Often long and heavily plotted, John Irving's fiction regularly features troubled childhoods, violent maiming, sexual promiscuity, circuses, sports, religion, writers and writing, domesticated animals, travel and memory. Avenue of Mysteries sits right in the sweet spot of Irving's obsessions--and as with his past books, its imaginative storytelling overcomes its plot complexity and characters' often over-the-top behavior.
Irving tells a rambling story that moves in and out of chronological time. At 14 years old, Juan Diego lives in a shack with his younger sister, Lupe, and their suspected father, Rivera, outside Oaxaca, Mexico. They are the "dump kids," and Rivera the "dump jefe." Along the journey of Juan Diego's life, he and Lupe join a traveling Oaxacan circus, and Rivera accidently runs over Juan Diego's foot, giving him a permanent limp. By the time he is 54, the novelist-protagonist Juan Diego is visiting Our Lady of Guadalupe Church in Manila, Philippines, ruminating on the many ghosts and memories from his past.

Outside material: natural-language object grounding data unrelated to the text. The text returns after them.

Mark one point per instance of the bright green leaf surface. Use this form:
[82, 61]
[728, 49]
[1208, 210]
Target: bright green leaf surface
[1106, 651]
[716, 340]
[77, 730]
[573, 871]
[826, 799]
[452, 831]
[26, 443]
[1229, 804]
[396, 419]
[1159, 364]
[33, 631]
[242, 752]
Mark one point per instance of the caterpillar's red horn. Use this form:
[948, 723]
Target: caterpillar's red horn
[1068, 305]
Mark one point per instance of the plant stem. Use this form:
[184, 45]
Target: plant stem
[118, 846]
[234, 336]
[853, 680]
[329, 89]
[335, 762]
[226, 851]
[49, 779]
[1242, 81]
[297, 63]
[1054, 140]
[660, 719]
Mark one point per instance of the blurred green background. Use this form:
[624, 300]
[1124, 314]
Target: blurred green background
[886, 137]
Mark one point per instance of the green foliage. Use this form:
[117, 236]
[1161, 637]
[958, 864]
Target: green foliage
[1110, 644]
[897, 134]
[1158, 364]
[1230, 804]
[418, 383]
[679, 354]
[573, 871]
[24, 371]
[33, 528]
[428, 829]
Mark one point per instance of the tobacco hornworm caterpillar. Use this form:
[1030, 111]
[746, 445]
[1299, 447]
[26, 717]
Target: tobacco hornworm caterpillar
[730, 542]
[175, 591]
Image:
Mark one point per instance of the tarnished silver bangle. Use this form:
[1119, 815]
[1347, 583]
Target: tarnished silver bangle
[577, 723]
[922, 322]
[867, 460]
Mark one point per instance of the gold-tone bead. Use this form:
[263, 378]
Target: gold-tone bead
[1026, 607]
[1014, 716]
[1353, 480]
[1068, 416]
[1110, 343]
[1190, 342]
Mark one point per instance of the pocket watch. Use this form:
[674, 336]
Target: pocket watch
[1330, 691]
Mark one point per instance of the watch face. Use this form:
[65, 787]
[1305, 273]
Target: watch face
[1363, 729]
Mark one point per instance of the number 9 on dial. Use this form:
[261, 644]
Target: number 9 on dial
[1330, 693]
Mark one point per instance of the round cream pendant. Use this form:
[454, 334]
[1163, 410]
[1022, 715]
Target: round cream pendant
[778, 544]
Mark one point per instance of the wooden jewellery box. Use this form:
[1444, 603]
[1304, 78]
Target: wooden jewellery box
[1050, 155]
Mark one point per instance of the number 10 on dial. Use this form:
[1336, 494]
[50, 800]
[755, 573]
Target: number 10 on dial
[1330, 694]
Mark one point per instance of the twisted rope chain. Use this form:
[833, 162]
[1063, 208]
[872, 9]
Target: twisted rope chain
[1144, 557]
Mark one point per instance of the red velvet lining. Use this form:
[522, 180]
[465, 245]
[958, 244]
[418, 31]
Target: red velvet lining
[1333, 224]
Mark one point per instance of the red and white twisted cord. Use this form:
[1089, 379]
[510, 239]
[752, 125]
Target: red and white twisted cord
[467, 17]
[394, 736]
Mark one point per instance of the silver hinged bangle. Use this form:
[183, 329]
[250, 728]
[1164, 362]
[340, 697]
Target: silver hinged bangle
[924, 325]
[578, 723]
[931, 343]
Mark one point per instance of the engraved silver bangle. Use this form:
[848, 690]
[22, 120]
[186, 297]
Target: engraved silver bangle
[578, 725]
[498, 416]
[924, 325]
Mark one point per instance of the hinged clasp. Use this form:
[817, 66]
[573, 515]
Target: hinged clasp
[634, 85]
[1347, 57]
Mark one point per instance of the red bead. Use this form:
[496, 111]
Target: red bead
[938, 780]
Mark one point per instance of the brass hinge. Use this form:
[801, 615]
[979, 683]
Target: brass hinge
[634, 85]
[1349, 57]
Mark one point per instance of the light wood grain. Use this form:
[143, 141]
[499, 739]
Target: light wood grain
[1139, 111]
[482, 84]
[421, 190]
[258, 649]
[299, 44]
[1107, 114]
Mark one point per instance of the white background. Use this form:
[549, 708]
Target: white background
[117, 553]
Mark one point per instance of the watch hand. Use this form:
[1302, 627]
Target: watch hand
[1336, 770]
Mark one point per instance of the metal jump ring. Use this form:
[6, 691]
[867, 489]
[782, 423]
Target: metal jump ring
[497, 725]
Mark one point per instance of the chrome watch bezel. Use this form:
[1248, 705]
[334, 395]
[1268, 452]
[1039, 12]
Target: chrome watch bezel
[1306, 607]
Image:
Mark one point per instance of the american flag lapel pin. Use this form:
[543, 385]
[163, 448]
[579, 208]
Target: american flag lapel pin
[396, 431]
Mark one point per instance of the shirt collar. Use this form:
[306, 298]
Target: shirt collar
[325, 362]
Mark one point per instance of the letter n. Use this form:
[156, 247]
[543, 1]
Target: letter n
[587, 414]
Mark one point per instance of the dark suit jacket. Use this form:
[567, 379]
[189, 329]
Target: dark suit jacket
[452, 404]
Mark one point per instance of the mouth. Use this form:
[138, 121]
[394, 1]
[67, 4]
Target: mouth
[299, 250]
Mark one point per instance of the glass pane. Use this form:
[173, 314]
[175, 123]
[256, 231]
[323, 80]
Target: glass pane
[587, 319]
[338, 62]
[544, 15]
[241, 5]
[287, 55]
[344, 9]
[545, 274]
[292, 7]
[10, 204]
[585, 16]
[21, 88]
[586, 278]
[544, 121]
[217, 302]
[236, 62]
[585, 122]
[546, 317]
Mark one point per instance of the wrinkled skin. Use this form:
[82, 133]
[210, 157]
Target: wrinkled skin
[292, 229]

Juan Diego is an inspired character who provides Irving with a platform from which to explore the mysteries of growing old, of religious fanaticism and fantasy, of language, of companionship and love, and especially of writing. Regarding his maimed foot, Juan Diego thinks: "A cripple's life is one of watching others do what he can't do, not the worst option for a future novelist." From wherever it came, Irving's knack for telling a good story is as strong as ever. --Bruce Jacobs, founding partner, Watermark Books & Cafe, Wichita, Kan.